Sometimes I ask students the same question in French and more people get that right, which is interesting. Knowing the difference between ‘moi’ and ‘je’ but not ‘me’ and ‘I’.
The study of visual culture and the theories that inform it often meets with resistance because it is either ‘obvious’ or goes against common sense, something I’m writing about for my next Speak Up article (which is going far too slowly). But things that are ‘obvious’ actually aren’t – until they’re pointed out.
The best example of this came in the last lecture before Christmas, which was on the techniques supermarkets use to get us to buy things. Everything was so ‘obvious’ yet there seemed to be a sense of shock among the students (or was it hangover from the previous night’s party?) When I asked how the session made them feel, one student said ‘I feel violated’ – and this is from simple things like putting the milk at the back so you end up buying things you don’t want (and forget the milk in the process, if you’re anything like me) to fresh fruit at the front and the smell of bread in the air.
To me, all this stuff is the ‘grammar’ that underpins the visual (and non-visual) language that goes on around us, the syntax that makes things work the way they do. Like really good rhetoric, well-structured visual grammar can have us nodding in agreement with things without us even knowing, which is of course an extension of the whole pizza flyers idea that stuff that stands out is likely to be less effective than something that is anonymous and invisible.

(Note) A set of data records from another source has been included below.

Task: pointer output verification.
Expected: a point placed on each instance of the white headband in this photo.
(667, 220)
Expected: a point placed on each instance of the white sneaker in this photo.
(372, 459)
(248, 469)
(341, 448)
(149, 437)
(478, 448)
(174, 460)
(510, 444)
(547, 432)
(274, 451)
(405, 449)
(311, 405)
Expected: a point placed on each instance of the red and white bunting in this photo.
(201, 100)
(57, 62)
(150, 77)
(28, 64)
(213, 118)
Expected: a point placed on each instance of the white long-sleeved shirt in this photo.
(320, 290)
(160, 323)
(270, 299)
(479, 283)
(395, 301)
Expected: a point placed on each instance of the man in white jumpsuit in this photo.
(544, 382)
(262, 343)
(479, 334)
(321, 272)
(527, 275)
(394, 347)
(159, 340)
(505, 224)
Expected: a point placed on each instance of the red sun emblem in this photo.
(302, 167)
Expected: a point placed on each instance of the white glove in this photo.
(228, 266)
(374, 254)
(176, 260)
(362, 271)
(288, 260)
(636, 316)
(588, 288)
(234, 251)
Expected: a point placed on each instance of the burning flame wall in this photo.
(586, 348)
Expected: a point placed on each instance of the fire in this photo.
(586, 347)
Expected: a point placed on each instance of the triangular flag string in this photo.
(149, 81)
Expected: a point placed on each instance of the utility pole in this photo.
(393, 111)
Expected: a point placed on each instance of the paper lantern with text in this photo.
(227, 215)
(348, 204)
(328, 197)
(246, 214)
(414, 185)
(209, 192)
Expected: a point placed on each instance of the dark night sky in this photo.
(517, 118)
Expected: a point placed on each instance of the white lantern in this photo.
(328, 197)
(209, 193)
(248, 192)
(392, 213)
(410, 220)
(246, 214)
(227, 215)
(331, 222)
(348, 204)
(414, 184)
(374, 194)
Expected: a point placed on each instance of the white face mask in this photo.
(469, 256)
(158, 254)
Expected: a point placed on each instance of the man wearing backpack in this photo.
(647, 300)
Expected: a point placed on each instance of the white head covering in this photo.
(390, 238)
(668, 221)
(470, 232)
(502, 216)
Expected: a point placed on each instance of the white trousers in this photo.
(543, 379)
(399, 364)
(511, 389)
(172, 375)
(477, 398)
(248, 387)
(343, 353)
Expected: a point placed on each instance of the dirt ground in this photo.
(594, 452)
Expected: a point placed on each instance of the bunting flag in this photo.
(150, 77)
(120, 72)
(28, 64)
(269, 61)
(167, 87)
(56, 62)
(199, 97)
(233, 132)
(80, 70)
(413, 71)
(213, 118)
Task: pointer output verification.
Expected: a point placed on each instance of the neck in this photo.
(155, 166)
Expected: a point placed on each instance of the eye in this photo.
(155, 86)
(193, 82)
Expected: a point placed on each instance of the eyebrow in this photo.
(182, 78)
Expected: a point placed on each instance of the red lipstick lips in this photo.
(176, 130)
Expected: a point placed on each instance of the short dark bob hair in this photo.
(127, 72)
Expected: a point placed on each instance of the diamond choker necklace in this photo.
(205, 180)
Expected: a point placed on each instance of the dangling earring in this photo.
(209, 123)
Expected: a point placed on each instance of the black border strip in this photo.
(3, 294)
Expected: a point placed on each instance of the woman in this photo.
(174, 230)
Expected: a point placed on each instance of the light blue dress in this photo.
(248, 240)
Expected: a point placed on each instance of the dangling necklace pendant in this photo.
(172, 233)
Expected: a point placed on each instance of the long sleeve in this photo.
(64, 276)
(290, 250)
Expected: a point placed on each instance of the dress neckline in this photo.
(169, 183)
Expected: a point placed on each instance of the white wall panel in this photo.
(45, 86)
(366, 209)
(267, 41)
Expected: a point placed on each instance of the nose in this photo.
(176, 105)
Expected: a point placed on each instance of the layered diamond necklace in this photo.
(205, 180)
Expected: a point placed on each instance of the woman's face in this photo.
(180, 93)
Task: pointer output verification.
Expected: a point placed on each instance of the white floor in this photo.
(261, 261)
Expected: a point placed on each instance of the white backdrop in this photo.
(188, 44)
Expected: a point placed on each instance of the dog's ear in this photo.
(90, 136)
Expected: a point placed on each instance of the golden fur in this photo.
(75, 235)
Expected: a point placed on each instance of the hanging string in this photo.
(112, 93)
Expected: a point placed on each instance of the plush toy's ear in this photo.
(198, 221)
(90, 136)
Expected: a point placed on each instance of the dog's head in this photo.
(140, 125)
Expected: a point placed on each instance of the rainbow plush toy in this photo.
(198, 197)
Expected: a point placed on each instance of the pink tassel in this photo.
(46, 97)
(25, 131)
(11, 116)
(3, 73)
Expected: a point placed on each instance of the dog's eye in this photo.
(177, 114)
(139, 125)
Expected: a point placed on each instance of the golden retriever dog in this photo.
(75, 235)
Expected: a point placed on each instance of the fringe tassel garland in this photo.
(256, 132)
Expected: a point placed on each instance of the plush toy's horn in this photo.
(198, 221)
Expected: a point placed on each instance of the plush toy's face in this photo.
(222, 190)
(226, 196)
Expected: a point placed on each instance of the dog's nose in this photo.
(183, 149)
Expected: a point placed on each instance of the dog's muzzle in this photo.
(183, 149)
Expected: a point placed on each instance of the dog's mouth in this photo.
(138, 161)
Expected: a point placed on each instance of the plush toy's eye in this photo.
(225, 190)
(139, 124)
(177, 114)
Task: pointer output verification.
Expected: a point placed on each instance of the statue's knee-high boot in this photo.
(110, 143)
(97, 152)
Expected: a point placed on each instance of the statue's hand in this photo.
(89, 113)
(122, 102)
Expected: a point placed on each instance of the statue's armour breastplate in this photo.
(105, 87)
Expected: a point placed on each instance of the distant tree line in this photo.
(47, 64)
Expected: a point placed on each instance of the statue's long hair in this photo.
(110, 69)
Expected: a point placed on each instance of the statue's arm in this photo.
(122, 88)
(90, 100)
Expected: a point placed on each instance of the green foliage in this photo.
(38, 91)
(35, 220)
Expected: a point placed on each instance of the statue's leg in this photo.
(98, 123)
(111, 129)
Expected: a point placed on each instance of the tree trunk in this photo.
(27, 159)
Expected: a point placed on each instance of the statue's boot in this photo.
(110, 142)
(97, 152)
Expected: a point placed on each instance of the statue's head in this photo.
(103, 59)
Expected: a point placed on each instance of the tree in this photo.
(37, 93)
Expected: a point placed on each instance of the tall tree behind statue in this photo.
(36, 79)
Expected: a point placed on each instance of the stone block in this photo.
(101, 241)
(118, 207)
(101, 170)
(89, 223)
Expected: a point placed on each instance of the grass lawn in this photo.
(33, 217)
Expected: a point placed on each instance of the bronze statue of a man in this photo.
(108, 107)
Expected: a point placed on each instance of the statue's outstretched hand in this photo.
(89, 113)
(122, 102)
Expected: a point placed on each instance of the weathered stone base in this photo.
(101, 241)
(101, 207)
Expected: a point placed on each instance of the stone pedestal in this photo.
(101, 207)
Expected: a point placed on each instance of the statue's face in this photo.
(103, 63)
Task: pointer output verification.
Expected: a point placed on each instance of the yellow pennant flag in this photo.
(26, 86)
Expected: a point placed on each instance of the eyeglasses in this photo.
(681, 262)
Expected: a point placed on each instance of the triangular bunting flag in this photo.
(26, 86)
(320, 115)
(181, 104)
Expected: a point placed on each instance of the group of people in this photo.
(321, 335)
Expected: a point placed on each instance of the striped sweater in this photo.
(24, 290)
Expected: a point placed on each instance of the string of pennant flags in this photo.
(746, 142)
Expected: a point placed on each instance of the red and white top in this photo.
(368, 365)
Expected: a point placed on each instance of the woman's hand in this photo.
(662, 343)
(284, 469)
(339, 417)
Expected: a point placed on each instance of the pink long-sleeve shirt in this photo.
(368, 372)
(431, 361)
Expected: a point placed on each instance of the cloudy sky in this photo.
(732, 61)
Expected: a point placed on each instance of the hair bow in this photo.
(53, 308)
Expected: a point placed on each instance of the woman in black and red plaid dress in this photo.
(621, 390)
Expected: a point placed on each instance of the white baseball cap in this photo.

So… the answer? Score full marks if you said 1 and 4, nothing if you got one right, and minus 10 if you got both wrong. I’m in that sort of mood…
If you don’t understand why 1 and 4 are right, look it up!
PS I’ve gone over this post to ensure there are no grammatical faux pas (is ‘faux pas’ plural? ‘Gin and tonics’ is another one I hate – It’s ‘gins and tonic’!).
But in case there are any, can I make the excuse that they are deliberate mistakes intended to catch you out and leave it at that?